This is a trivial little library that accumulates values for a given key, but it allocates in a couple of different places, so should be good enough to demonstrate an OOM-injecting global allocator. A global allocator is, unsurprisingly, global, which means that running tests with a custom allocator needs to be done with a little care: cargo test will run multiple test threads (which could be problematic for us), and replacing the global allocator will affect allocations made by the test framework itself. We’ll tackle the multithreading concern by putting our OOM injection test into its own test file with just a single #[test] inside.

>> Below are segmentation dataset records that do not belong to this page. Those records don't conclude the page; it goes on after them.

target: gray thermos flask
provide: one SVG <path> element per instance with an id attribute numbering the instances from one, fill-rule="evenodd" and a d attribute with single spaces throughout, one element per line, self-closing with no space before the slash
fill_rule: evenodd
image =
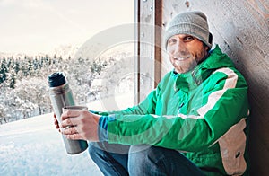
<path id="1" fill-rule="evenodd" d="M 49 85 L 49 97 L 56 119 L 61 122 L 63 108 L 74 105 L 74 101 L 69 84 L 61 72 L 54 73 L 48 77 Z M 70 140 L 62 135 L 67 154 L 76 154 L 83 152 L 88 147 L 87 141 Z"/>

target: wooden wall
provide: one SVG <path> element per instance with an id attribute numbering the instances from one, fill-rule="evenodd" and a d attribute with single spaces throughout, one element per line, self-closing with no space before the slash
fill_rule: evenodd
<path id="1" fill-rule="evenodd" d="M 140 6 L 137 19 L 161 26 L 162 30 L 173 16 L 183 11 L 199 10 L 208 16 L 213 42 L 233 59 L 249 85 L 251 175 L 268 175 L 269 0 L 137 0 L 136 3 Z M 154 28 L 143 31 L 138 40 L 141 37 L 157 43 L 161 39 Z M 169 66 L 165 51 L 162 49 L 161 51 L 156 45 L 140 48 L 141 56 L 147 53 L 153 60 Z M 141 69 L 149 67 L 147 65 Z M 152 73 L 155 75 L 167 71 L 154 68 Z M 158 76 L 154 81 L 158 81 Z"/>

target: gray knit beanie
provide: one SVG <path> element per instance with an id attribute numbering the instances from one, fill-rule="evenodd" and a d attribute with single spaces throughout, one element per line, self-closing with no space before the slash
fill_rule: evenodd
<path id="1" fill-rule="evenodd" d="M 207 18 L 202 12 L 186 12 L 175 16 L 165 30 L 166 47 L 169 39 L 177 34 L 189 34 L 212 48 L 212 34 L 208 30 Z"/>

Restricting our OOM injection to just call sites inside our library is a little trickier. We’ll use an AtomicBool to enable/disable OOM injection, and only turn it on while we’re calling into our library (yet another reason to restrict this to a single thread!). Make a tests directory, and put this into tests/oom-injection.rs:

use oom_demo::Counter;
use std::alloc::{GlobalAlloc, Layout, System};
use std::ptr;
use std::sync::atomic::{AtomicBool, Ordering};

struct OomAllocator {
    enable_oom_injection: AtomicBool,
}

impl OomAllocator {
    fn enable_oom_injection(&self) {
        self.enable_oom_injection.store(true, Ordering::Relaxed);
    }
    fn disable_oom_injection(&self) {
        self.enable_oom_injection.store(false,
            Ordering::Relaxed);
    }
    fn is_oom_injection_enabled(&self) -> bool {
        self.enable_oom_injection.load(Ordering::Relaxed)
    }
}

unsafe impl GlobalAlloc for OomAllocator {
    unsafe fn alloc(&self, layout: Layout) -> *mut u8 {
        if self.is_oom_injection_enabled() {
            // OOM injection enabled - return NULL
            return ptr::null_mut();
        } else {
            // no OOM injection - defer to system allocator
            System.alloc(layout)
        }
    }

    unsafe fn dealloc(&self, ptr: *mut u8, layout: Layout) {
        System.dealloc(ptr, layout)
    }
}

#[global_allocator]
static GLOBAL: OomAllocator = OomAllocator {
    enable_oom_injection: AtomicBool::new(false),
};

// NOTE: It is critical that we only have one #[test] in this
// file to avoid bad interactions between our OOM-injecting
// global allocator and `cargo test` multithreading!
#[test]
fn run_demo_with_oom_injection() {
    // For now, just repeat the test from lib.rs.
    let mut c = Counter::default();
    c.push_key_value(0, 1);
    c.push_key_value(0, 2);
    c.push_key_value(5, 100);
    c.push_key_value(5, 4);
    assert_eq!(c.values_for_key(0).unwrap(), &[1, 2]);
    assert_eq!(c.values_for_key(5).unwrap(), &[100, 4]);
    assert_eq!(c.values_for_key(1), None);
}

This gives us the skeleton of what we need:

  • Sets up a global allocator using our custom type
  • Our allocator contains an AtomicBool toggling OOM injection on or off
  • We run the same unit test we had for our library — it’s important to cover all of the code paths we expect could possibly allocate

But it’s still incomplete. We never actually enable OOM injection, and if we did, it would return NULL on every attempted allocation, which isn’t going to give us very much coverage. On top of that, when we inject an allocation failure we don’t know the source of the allocation attempt. It may be tempting to change that “return ptr::null_mut();” into a panic, but that is explicitly not allowed according to the documentation of the GlobalAlloc trait:

It’s undefined behavior if global allocators unwind. This restriction may be lifted in the future, but currently a panic from any of these functions may lead to memory unsafety.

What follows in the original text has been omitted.